Consequently, the global agency urges world leaders at the ongoing COP30 summit in Brazil to discuss the displaced population among the summit’s most-critical global climate issues of concern.
The figure includes people who have been uprooted multiple times due to floods, storms, droughts, and extreme heat, as well as slower-onset crises like desertification and rising sea levels that threaten food and water security.
By mid-2025, the number of people displaced by war, violence and persecution had reached 117 million, with the UNHCR warning that the climate emergency is sharply worsening this humanitarian crisis.
Describing the climate crisis as a “risk multiplier,” the agency said it deepens existing inequalities and instability in communities already affected by conflict and displacement.
The report, No Escape II: The Way Forward , found that the number of countries experiencing both conflict- and disaster-related displacement has tripled since 2009.
Despite this, fragile and conflict-affected nations hosting refugees receive only about a quarter of the climate finance they need.

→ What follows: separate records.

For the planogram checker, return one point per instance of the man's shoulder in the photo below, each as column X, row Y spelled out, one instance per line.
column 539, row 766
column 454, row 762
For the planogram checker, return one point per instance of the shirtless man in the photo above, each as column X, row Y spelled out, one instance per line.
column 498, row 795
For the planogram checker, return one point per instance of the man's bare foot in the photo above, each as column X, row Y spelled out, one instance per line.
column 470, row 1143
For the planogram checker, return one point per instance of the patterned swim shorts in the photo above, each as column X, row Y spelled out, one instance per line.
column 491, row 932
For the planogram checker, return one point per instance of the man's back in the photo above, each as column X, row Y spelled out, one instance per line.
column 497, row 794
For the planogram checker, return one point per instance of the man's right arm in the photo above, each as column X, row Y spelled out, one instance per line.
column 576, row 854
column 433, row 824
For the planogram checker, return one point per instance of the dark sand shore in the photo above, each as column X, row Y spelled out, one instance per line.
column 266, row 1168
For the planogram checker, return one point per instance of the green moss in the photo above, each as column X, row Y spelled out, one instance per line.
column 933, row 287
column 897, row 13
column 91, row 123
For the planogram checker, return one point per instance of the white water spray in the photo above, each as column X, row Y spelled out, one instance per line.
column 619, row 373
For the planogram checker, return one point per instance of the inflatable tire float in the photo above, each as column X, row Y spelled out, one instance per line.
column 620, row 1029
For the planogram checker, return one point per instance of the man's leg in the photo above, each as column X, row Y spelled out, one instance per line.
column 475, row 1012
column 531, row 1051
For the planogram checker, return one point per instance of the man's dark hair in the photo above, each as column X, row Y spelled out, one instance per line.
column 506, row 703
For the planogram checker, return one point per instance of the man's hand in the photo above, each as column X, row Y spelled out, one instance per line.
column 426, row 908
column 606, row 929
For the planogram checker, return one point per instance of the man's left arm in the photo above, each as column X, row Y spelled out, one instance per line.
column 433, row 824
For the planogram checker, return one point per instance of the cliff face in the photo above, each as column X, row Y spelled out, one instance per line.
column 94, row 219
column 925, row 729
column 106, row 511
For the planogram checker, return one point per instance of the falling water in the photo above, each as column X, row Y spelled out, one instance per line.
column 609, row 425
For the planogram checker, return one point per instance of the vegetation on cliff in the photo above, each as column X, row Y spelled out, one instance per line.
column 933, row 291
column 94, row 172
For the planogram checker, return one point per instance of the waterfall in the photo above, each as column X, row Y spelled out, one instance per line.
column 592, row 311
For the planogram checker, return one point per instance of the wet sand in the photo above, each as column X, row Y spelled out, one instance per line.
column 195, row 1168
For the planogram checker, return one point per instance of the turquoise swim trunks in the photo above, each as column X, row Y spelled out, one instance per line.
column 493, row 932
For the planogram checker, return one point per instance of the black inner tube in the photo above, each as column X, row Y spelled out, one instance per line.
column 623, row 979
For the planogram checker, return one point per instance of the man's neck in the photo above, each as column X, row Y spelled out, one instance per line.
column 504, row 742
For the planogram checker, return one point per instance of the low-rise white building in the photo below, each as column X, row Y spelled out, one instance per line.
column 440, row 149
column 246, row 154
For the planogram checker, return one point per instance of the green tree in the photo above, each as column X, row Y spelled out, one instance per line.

Refugees and internally displaced people—many living in high-risk areas—are among those most exposed to the escalating climate crisis despite contributing minimally to global emissions.
In 2024, one-third of all emergencies declared by UNHCR were linked to floods, droughts, wildfires and other extreme weather events.
Recent examples illustrate the growing danger: in Brazil’s Rio Grande do Sul, severe flooding in 2024 displaced 580,000 people, including 43,000 refugees from Venezuela, Haiti and Cuba.
A year earlier, Cyclone Mocha devastated Myanmar’s Rakhine State, leaving tens of thousands of Rohingya refugees without shelter or livelihoods.
Three-quarters of displaced people now live in countries with high or extreme exposure to climate hazards.
In Chad, floods in 2024 forced more than 1.3 million people from their homes — exceeding the combined total of the previous 15 years — while Sudanese refugees received less than 10 litres of water per day.
Nearly half of the world’s displaced people are trapped in fragile states such as Sudan, Syria, Haiti, the Democratic Republic of the Congo, Lebanon, Myanmar and Yemen.
These countries contribute little to global greenhouse gas emissions yet face some of the most severe climate impacts and receive the least adaptation funding.
The UNHCR warns that without urgent global action, conditions will worsen dramatically.
By 2050, some refugee camps could face up to 200 days of dangerous heat stress each year, making many areas potentially uninhabitable.
UN High Commissioner for Refugees Filippo Grandi urged world leaders and negotiators at COP30 in Brazil to prioritize displaced populations in climate planning.
“Funding cuts are severely limiting our ability to protect refugees and displaced families from the effects of extreme weather,” he said.
“If we want stability, we must invest where people are most at risk.
This COP must deliver real action, not empty promises.”